La crucialissima questione del tracollo demografico, che determinerà, con ogni probabilità, la fine del welfare state come lo conosciamo (sanità e previdenza sociale scricchiolano già rumorosamente), fa fatica a trovare spazio nell’arena del dibattito pubblico. Nei mesi scorsi sono state le autorità europee, e qualche politicante nostrano, a tirarla fuori dall’oblio in cui latita immeritatamente. Impotenti di fronte agli sbarchi di massa, da Bruxelles si consolavano vedendo nello strabordante problema dei flussi migratori la soluzione alla vecchiaia che incede in Europa. Soluzione, si fa per dire, che poggia su un discutibilissimo assunto, ovvero che immigrati e rifugiati siano in grado, nel lungo periodo, di rimanere immuni dalla contagiosa infertilità che più che una radice economica sembra avere una radice morale-culturale tutta occidentale. A chi sostiene che la crisi demografica sia infatti una stretta conseguenza della recente crisi economica rispondono le impietose statistiche che mostrano come il vero crollo si sia verificato da quaranta, cinquant’anni a questa parte. Periodo, quello degli anni Settanta, in cui l’Europa godeva dei frutti del boom economico post-bellico ma già era stordita dai veleni della rivoluzione sessuale, diffusione di massa delle pratiche contraccettive in primis.
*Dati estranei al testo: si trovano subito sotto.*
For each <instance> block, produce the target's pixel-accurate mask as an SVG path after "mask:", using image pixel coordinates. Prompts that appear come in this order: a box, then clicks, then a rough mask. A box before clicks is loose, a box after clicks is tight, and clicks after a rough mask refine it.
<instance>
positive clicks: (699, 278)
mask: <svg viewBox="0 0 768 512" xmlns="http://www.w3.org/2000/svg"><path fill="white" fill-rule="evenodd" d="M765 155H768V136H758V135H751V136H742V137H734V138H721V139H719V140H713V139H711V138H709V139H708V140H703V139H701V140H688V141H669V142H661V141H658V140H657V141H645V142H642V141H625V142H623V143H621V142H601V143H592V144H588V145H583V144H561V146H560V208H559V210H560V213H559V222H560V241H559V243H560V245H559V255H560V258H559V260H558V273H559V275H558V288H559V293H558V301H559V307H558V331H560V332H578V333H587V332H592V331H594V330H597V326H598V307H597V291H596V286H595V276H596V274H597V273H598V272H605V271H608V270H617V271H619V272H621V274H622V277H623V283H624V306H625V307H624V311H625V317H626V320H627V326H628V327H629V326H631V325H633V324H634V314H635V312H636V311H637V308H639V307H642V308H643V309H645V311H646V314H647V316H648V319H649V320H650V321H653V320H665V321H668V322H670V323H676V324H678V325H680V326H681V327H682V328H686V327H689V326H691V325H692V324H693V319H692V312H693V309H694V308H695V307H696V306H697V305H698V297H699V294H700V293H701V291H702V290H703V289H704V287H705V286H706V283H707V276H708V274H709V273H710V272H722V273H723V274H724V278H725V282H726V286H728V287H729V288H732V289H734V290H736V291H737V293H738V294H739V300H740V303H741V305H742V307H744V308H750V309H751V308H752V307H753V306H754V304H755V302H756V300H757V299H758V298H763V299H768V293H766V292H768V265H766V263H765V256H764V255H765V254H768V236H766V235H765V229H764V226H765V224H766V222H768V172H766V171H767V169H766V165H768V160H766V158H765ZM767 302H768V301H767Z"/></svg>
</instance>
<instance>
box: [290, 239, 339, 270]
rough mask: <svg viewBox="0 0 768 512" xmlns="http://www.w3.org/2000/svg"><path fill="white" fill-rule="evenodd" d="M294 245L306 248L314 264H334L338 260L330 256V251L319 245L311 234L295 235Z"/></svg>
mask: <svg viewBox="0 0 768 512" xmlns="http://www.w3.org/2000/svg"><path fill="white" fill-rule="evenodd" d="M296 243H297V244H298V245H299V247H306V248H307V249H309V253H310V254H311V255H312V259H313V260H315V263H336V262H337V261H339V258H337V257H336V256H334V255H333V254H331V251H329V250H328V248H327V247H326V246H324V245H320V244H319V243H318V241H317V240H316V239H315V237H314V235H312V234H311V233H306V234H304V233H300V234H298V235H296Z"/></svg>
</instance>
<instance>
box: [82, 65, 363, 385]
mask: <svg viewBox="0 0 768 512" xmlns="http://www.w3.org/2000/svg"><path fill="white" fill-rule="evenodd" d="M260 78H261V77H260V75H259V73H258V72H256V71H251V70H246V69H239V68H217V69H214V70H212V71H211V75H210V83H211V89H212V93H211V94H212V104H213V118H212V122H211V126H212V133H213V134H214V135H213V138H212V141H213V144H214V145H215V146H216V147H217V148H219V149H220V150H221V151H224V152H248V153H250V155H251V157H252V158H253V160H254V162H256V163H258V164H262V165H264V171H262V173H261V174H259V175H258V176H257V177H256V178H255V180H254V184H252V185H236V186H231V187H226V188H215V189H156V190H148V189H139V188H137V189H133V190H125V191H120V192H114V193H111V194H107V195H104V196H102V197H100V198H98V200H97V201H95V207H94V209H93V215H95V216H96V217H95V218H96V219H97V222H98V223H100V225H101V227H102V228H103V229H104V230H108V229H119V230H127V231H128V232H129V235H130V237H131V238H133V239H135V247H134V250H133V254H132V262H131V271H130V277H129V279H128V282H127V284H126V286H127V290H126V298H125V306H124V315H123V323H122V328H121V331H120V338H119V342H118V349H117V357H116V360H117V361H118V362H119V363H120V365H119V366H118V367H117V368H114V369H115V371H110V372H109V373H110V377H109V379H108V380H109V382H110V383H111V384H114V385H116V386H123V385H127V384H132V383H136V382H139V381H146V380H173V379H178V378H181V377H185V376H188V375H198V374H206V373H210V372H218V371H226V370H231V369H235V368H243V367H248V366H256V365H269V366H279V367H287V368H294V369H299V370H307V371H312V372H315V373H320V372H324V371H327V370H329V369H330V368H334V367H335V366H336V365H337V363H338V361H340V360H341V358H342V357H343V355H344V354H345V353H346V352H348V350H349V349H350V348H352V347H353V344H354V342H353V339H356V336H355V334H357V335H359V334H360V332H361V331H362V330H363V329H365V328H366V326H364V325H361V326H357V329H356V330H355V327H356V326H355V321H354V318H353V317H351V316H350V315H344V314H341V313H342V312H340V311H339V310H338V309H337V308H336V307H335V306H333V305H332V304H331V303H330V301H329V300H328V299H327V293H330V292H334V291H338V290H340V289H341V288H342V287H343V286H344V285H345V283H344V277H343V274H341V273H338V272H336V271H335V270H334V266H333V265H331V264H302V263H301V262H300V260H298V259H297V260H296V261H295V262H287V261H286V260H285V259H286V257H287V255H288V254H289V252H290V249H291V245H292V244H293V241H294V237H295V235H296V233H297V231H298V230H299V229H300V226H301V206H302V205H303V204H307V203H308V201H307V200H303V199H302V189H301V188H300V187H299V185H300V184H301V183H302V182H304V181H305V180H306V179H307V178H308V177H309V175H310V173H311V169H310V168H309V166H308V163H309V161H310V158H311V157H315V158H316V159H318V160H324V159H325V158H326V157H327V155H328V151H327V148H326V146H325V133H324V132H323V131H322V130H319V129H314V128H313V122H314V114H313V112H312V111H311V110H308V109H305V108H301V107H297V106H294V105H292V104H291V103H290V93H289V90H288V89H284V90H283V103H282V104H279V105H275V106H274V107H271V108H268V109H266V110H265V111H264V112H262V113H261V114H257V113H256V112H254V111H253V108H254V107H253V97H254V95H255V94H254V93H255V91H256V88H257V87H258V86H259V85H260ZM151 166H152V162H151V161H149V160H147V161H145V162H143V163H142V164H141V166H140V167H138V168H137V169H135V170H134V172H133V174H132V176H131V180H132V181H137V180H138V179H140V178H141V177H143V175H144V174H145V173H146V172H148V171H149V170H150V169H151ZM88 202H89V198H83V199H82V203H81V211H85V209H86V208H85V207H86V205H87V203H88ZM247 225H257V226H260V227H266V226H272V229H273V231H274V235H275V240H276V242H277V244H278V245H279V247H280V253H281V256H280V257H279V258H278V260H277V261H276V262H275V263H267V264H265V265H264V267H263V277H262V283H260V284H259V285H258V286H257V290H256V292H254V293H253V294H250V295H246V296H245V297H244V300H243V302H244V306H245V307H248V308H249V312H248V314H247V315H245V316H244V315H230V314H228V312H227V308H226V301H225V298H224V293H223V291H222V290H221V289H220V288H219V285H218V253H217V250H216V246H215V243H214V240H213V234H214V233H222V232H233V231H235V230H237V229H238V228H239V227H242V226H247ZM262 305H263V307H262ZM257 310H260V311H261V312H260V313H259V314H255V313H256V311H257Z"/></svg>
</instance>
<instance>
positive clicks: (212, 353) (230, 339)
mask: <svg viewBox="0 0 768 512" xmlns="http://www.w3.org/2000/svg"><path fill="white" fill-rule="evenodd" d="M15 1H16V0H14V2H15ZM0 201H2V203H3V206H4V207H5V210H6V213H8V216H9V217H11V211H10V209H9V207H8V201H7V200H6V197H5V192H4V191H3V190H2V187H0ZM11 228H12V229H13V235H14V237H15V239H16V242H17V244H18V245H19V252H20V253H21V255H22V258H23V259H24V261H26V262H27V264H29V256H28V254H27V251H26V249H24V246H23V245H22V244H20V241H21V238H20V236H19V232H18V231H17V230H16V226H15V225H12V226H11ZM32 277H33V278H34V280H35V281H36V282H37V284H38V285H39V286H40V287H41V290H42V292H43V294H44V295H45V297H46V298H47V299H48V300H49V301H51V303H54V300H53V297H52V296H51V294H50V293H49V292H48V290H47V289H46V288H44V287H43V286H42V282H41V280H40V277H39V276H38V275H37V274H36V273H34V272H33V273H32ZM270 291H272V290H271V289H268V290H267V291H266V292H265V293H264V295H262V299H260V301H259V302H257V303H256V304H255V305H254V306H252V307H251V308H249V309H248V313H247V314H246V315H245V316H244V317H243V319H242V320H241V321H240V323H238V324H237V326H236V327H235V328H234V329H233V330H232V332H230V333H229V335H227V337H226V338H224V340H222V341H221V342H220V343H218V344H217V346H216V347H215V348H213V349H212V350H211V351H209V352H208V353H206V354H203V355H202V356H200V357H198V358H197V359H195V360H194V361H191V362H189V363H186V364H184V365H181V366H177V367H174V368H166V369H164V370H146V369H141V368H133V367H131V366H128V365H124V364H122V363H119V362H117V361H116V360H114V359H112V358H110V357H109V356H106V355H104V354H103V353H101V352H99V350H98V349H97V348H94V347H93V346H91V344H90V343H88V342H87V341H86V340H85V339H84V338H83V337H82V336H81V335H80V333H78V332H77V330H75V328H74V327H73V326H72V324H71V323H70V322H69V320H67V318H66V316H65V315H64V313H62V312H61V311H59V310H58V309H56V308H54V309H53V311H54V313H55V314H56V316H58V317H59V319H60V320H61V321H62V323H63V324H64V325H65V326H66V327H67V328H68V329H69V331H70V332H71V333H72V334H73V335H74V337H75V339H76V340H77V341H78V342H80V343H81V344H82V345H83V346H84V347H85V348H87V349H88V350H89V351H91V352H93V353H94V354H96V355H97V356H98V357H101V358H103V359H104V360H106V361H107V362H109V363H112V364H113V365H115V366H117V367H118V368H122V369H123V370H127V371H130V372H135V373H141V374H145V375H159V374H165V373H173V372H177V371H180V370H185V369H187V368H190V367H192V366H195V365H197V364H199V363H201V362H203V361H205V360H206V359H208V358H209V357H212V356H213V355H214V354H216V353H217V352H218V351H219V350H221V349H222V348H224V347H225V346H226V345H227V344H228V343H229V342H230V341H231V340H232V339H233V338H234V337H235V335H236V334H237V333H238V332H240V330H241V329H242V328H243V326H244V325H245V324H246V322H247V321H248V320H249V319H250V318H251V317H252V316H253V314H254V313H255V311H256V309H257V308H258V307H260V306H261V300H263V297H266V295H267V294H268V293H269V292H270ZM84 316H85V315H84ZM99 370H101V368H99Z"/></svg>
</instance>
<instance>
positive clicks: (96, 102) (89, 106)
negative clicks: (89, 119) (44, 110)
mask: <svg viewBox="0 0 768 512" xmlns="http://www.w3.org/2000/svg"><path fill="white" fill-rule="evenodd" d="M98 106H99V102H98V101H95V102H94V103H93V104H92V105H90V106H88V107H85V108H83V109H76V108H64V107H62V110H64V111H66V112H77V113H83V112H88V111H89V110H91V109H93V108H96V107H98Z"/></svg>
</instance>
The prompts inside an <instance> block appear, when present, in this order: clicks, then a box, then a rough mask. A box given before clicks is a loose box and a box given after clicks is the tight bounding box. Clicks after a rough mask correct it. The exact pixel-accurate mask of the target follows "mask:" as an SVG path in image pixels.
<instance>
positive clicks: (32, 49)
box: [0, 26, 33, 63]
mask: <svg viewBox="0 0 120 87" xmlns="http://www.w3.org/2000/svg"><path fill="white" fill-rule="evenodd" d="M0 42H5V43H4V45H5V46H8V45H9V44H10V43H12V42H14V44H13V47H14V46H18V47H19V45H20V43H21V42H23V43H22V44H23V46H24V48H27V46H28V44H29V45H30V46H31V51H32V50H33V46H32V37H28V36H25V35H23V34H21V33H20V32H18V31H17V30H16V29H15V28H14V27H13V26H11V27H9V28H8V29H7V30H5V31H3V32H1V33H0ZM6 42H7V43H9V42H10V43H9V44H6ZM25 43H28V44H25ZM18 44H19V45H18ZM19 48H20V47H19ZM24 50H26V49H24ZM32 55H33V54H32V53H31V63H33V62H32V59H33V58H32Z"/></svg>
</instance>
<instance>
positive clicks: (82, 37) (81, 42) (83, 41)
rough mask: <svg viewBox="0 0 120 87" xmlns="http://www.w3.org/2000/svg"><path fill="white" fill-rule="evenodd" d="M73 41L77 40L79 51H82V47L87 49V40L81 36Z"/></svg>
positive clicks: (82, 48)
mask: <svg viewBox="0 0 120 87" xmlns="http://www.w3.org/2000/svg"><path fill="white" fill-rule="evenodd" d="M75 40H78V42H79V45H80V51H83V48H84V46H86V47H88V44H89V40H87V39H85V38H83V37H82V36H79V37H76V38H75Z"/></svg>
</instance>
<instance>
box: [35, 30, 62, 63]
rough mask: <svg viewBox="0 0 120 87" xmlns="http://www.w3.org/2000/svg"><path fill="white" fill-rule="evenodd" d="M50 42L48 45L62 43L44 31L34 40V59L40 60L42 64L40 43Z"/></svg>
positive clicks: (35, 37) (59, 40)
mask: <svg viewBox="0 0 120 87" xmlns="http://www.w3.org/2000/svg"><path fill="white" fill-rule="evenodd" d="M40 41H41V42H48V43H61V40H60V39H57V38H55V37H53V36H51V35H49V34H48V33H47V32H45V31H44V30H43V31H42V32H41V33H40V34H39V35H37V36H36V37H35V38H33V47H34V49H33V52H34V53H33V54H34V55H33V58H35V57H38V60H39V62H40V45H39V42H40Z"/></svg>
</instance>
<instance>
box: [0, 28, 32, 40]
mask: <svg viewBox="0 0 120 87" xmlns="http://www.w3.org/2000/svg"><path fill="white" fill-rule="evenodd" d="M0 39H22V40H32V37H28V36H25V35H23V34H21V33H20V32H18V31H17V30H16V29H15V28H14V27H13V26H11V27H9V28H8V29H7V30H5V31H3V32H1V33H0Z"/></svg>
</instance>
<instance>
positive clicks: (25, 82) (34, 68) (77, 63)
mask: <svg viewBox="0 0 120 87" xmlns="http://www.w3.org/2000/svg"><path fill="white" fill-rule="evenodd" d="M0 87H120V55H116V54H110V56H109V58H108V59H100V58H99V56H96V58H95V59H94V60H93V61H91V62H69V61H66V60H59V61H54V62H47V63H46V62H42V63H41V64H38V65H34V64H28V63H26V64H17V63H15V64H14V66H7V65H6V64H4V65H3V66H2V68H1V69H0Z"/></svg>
L’assenza o l’insufficienza di un welfare pro-famiglia, in una società sempre più post-moderna, è una spiegazione parziale all’infecondità in cui è impantanato il Vecchio Continente. È vero che i paesi che mantengono un’elevata (ed efficiente, come si suol dire) spesa pubblica, con agevolazioni e assegni familiari, presentano una demografia relativamente più favorevole di quella italiana. Finlandia, Danimarca e Svezia, ad esempio, si attestano su 1.6-1.8 figli per donna, una media assai modesta, mentre la Germania, con la sua ricca economia sociale di mercato, è ferma a 1.4, poco meglio dell’Italia. Il sospetto è che le variabili determinanti non siano da ricercarsi principalmente nelle disponibilità economiche ma, come già detto, nel dato culturale e morale. Ovvero, nell’esasperante egualitarismo di genere che propina la visione di una donna realizzantesi prima di tutto nella carriera e poi, forse, se c’è tempo, nella maternità (sindrome del figlio come ciliegina sulla torta); nella mentalità del disimpegno che svilisce il matrimonio e spinge per forme di unione precarie e non definitive, né definite, che non incoraggiano certo ad una prole numerosa; nell’indisponibilità al sacrificio (per egoismo o mancanza di coraggio) che la paternità ha sempre comportato. Un tempo i figli si facevano con o senza i sussidi statali; ora che con la scissione radicale di sessualità e procreazione è divenuto possibile decidere se, quando e come farli, e considerata anche la proliferazione dei (falsi) bisogni indotti dalla società consumistica, è naturale che la scelta della paternità venga spesso subordinata alla presenza di soldini nel salvadanaio che, ovviamente, non sono mai abbastanza.